В последующую ночь высадилась десантная бригада полковника Горпищенко, а еще через два дня - 83-я бригада полковника Красникова.
Воронкину объяснили, что ему следует подняться на гору Колдун, так как плацдарм расширился и крупной артиллерии нужно поражать глубинные цели, а поддерживать пехоту будет артиллерия десанта.
Вечером Воронкин пошел к Куникову. Отряд майора также был снят с передовой, нес теперь охрану берега и следил за разгрузкой кораблей и эвакуацией раненых. В отряде осталась только пятая часть его состава.
Последние двое суток Воронкин не видел Куникова. А десантный день, может быть, равен фронтовому месяцу и году мирной жизни. Лейтенант и майор обнялись, как старые друзья после долгой разлуки.
- Значит, уходишь от меня, - вздохнул Куников, выслушав сообщение лейтенанта. - Счастливого пути, Николай от артиллерии.
- Что передать командиру дивизиона?
Задав этот вопрос, Воронкин вдруг почувствовал, как дорог и близок стал ему этот майор, весь его отряд отважных ребят. Спазма перехватила горло, а глаза застлала влажная пелена. Столько перенести вместе - и вдруг расстаться, навсегда, может быть! Черт возьми, сколько в человеческой жизни несуразного!
Куников внимательно, чуть склонив голову, посмотрел на лейтенанта, а потом почти торжественно сказал:
- Передай от всех живых и погибших моряков нашу глубокую благодарность. А тебе, Коля, когда возьмем Новороссийск, мы поставим памятник из осколков артиллерийских снарядов. Этим мы, морские пехотинцы, выразим высшую благодарность береговой артиллерии.
Он протянул ему руку на прощанье и уже весело сказал:
- Встретимся еще, Николай от артиллерии. Фронтовые дороги велики, но часто и сталкиваются. До встречи!
4
Но больше им встретиться не довелось. Через несколько дней Куников был смертельно ранен на Суджукской косе. В бессознательном состоянии его отправили в Геленджик, и там он, не приходя в сознание, скончался.

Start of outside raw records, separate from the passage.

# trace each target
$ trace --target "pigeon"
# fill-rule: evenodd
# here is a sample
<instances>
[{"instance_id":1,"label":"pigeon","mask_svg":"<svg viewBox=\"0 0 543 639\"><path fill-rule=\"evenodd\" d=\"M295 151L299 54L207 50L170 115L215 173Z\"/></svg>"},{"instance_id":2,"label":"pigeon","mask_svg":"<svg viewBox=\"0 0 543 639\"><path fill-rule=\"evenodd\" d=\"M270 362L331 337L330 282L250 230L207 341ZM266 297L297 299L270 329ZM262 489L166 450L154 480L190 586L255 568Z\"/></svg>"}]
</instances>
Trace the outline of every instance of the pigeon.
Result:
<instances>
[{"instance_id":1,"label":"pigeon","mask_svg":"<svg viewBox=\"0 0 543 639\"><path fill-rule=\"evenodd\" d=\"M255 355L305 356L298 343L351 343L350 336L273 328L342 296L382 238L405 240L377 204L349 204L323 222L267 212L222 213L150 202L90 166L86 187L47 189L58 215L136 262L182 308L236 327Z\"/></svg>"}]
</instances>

С опущенной головой возвращался Воронкин в Геленджик. Много он потерял товарищей, но эта утрата была для него самой тяжелой. Что-то словно оборвалось в груди, какая-то пустота образовалась вокруг. Несколько дней лейтенант ходил, как потерянный, утратив свою обычную веселость. Он брал гитару, уединялся и пел под грустный аккомпанемент одну и ту же песню: "О чем ты тоскуешь, товарищ моряк".
В таком настроении его однажды вызвали в СМЕРШ.
Воронкин недоумевал, зачем он понадобился чекистам.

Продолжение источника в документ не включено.